Microarray hybridization and data analysis. Hybridization was carried out using SlidHyb buffer 1 (Ambion, Inc., Austin, TX) and LifterSlips cover glasses (Erie Scientific Company, Portsmouth, NH) according to the manufacturers instructions. Briefly, Cy3 and Cy5 cDNA was resuspended in 4 µl of 10 mM EDTA and then was denatured at 95°C for 10 min. SlidHyb buffer 1 was added to the denatured cDNA to a final volume of 28 µl. The resulting mixture then was slowly pipetted onto a microarray slide, and a LifterSlip cover glass (22 by 25 mm) was applied. The slide was placed in a hybridization chamber (Corning, Inc., Corning, NY) and hybridized for 14 to 20 h at 42°C in a water bath. The slide was washed at room temperature in 2x SSC plus 0.2% SDS for 10 min (1x SSC is 0.15 M NaCl plus 0.015 M sodium citrate), 2x SSC for 10 min, and 0.2x SSC for 10 min. After it was dried by centrifugation, the hybridized slide was scanned with a Gene Pix4000B scanner (Molecular Devices Corporation, Union City, CA) using the Gene Pix Pro 4.0 software package (Molecular Devices). The internal normalization by rank-invariant method was used to select genes that were nondifferentially expressed in each slide (21). This procedure performs slide-dependent nonlinear normalization of the log ratios of the Cy3 and Cy5 channels and determines the confidence intervals of gene expression ratios (21).

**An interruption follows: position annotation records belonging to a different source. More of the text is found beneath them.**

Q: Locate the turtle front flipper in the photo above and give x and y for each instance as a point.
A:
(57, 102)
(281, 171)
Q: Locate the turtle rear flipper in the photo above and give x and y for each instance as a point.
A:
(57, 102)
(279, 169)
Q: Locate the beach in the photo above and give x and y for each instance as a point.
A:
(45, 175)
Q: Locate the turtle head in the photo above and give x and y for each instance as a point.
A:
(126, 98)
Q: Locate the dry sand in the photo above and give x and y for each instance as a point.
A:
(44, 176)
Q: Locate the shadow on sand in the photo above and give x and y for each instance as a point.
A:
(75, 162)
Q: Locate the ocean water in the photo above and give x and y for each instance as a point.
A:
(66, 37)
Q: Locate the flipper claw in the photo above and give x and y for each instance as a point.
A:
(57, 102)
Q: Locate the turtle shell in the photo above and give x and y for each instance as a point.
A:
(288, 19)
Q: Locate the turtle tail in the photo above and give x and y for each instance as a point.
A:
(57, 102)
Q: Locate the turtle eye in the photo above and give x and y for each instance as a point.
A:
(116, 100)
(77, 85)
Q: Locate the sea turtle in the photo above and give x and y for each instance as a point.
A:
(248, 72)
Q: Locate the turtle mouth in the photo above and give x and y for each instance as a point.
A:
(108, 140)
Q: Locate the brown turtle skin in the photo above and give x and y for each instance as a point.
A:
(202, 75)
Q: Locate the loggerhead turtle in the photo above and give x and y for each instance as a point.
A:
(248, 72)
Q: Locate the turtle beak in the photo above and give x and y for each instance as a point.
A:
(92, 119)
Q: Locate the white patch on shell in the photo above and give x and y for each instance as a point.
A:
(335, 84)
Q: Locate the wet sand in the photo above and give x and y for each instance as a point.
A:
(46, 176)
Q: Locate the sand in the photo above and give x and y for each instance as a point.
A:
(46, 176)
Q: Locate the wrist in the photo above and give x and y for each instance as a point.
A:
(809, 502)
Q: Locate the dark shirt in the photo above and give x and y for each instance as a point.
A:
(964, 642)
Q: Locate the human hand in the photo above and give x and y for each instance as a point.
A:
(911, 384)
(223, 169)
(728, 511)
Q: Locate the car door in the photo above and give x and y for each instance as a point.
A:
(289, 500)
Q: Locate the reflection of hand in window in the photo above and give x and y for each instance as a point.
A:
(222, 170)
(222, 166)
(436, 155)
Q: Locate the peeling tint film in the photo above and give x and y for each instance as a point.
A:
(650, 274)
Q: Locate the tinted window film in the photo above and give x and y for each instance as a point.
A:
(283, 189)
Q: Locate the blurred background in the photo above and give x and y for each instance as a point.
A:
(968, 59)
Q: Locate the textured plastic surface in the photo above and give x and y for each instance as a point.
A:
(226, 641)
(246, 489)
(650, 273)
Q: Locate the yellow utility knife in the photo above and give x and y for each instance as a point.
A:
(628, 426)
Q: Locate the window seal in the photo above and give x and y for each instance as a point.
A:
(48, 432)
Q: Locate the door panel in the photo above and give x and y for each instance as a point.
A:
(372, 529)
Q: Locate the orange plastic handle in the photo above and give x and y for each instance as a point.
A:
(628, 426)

Real-time PCR. For quantitative reverse transcription-PCR cDNA synthesis, 10 µg of total RNA and 6 µg of random hexamer primers (Life Technologies) were heat denatured for 10 min at 70°C and chilled on ice before adding the remaining components for the reverse transcription reaction: 0.5 mM (each) dATP, dCTP, dGTP, and dTTP, 10 mM dithiothreitol, 10 U of SuperScript II reverse transcriptase (Life Technologies), and reaction buffer to a final concentration of 1x. Reactions proceeded for 10 min at 25°C and then for 3 to 12 h at 42°C, were heat inactivated at 70°C for 15 min, and then were chilled on ice. After adding 1 U of RNase H, the reaction mixture was kept at 37°C for 1 h. The resulting first-strand cDNA was stored at –20°C until use for real-time PCR.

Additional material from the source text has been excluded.